So we use outer.current to find the innermost
object, and then look in that to find the coroutine handle we
resume. We expect that it should never be in a terminated state,
because whenever a coroutine on the call stack terminates, it
should already have cleaned itself up and popped itself from the
linked list before we get back to here. Testing for the whole
stack having already terminated is done by checking
whether outer.current has become a null pointer
(which would be done by the final call
to unlink_from_caller()).
But once the coroutine stack is suspended, the yielded value
comes from outer, because that’s where everything
on the stack will leave values; and the only exceptions we’re
interested in rethrowing to our caller also come
from outer, because any exceptions thrown deeper in
the stack are uninteresting unless they get all the way out here
without already having been handled.
Full source code for this
example: co_stack.cpp.
I’m a big fan of coroutines in general, but even I have to admit that not every part of a program is best structured as a coroutine.
Sometimes, you want to have a family of objects with a common interface, but only some of them are implemented as coroutines, and others are ordinary C++ objects which implement the same interface by conventional means.

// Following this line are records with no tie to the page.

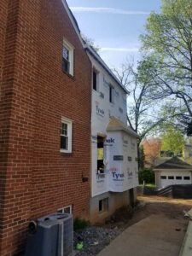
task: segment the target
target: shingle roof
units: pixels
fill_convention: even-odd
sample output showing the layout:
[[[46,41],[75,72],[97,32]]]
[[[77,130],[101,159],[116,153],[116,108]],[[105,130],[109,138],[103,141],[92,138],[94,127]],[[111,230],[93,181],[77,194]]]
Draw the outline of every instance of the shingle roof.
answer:
[[[111,120],[109,121],[107,127],[107,131],[124,131],[135,137],[139,137],[138,134],[135,132],[130,126],[126,125],[126,124],[121,122],[114,117],[111,118]]]
[[[174,156],[155,166],[154,169],[190,169],[192,171],[192,166],[182,160],[180,158]]]

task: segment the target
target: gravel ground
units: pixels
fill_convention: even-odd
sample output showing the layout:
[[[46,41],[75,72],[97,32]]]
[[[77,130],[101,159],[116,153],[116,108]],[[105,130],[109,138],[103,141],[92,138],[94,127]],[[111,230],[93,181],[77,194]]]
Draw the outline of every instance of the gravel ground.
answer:
[[[121,233],[118,228],[106,229],[101,227],[88,227],[81,231],[74,232],[74,244],[80,236],[84,241],[84,247],[77,255],[96,255],[103,247],[108,246],[112,240]]]
[[[151,214],[164,214],[170,218],[183,219],[183,210],[192,207],[192,200],[177,200],[158,196],[138,196],[140,203],[133,210],[124,207],[117,211],[104,224],[90,226],[74,232],[74,245],[78,237],[84,241],[84,248],[77,256],[96,255],[127,227]]]

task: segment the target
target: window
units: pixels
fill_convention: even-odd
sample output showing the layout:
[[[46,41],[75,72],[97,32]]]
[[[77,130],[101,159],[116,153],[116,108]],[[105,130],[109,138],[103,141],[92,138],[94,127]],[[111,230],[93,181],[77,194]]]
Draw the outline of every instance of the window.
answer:
[[[62,49],[62,70],[72,76],[73,75],[73,55],[74,48],[64,40]]]
[[[72,153],[72,121],[66,118],[61,119],[60,151]]]
[[[98,90],[98,72],[93,70],[93,90]]]
[[[104,137],[97,136],[97,173],[104,173]]]
[[[72,214],[72,206],[65,207],[61,209],[57,210],[58,213],[69,213]]]
[[[99,212],[107,212],[108,210],[108,198],[99,201]]]
[[[176,179],[182,179],[181,176],[176,176]]]
[[[113,103],[113,87],[109,85],[109,102]]]
[[[174,176],[168,176],[168,179],[174,179]]]
[[[190,177],[189,176],[184,176],[184,180],[189,180]]]
[[[166,179],[166,176],[160,176],[161,179]]]

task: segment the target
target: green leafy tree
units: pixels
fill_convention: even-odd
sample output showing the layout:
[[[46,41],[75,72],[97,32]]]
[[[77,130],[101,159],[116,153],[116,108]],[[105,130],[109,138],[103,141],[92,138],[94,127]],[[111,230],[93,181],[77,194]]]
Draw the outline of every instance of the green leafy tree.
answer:
[[[141,36],[143,60],[140,79],[153,100],[166,99],[181,127],[190,133],[192,120],[192,0],[162,0],[161,12],[151,13]],[[170,117],[170,115],[168,116]]]
[[[161,136],[161,150],[174,153],[174,155],[181,154],[184,146],[184,137],[180,131],[168,130]]]
[[[148,81],[140,80],[134,61],[126,61],[120,71],[113,69],[121,84],[130,91],[127,106],[127,121],[139,135],[140,142],[159,126],[166,118],[157,114],[158,102],[148,95]]]

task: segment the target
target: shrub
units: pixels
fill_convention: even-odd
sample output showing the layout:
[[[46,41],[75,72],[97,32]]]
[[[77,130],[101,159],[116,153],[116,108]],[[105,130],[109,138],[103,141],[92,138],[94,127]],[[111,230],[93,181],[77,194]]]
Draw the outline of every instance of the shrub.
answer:
[[[154,172],[152,169],[143,169],[139,171],[139,183],[154,183]]]

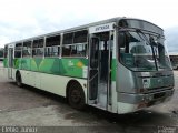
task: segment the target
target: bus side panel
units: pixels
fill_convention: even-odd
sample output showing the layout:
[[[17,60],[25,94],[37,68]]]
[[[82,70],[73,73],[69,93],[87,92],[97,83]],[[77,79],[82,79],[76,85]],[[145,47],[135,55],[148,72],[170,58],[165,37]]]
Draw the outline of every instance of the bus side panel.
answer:
[[[72,79],[69,76],[60,76],[60,75],[52,75],[52,74],[46,74],[46,73],[40,73],[40,74],[41,74],[42,90],[52,92],[61,96],[66,96],[66,89],[67,89],[68,82],[70,80],[76,80],[81,84],[87,96],[87,89],[83,85],[83,84],[87,84],[87,80],[85,79]]]
[[[17,70],[14,70],[16,73]],[[66,96],[67,84],[70,80],[78,81],[86,94],[87,101],[87,80],[85,79],[72,79],[69,76],[60,76],[40,72],[20,70],[22,83],[41,89],[61,96]]]
[[[3,59],[3,68],[8,68],[8,59],[7,58]]]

One way to arrange that is to make use of the fact that the caller of a coroutine doesn’t need to know it’s a coroutine. Suppose you have two functions defined in a header file that return the same type:
SomeReturnType this_is_a_coroutine(Argument);
SomeReturnType this_is_an_ordinary_function(Argument);
From the point of view of the caller of these functions, they have exactly the same API. You call one, and you get back an object of the specified return type.
It’s the definition of the function that decides
whether it’s a coroutine or not. Suppose one of those functions
has a co_await, co_yield
or co_return keyword in its body, and the other
doesn’t. Then the function without a co_foo
will simply be an ordinary function with the specified type
signature, and its function body will be responsible for making
an object of the appropriate return type and returning it in the
usual way:
SomeReturnType this_is_an_ordinary_function(Argument) {
int value = some_intermediate_computation();
SomeReturnType to_return { value };
return to_return;
}
But if the other function does contain at least
one co_foo, then the C++ coroutine mechanism
springs into action: it will figure out the promise type that
goes with this function signature, and automatically generate
code that constructs an instance of the promise type and calls
its get_return_object() function to make an object
to return to the initial caller.
But from the caller’s point of view, it called both functions
in the same way, and in each case, it got back an
identical-looking object. It’s just that those objects will have
some kind of a method (say, get_value()), which in
one case is implemented normally, and in the other case works by
resuming a coroutine hidden behind the scenes somewhere.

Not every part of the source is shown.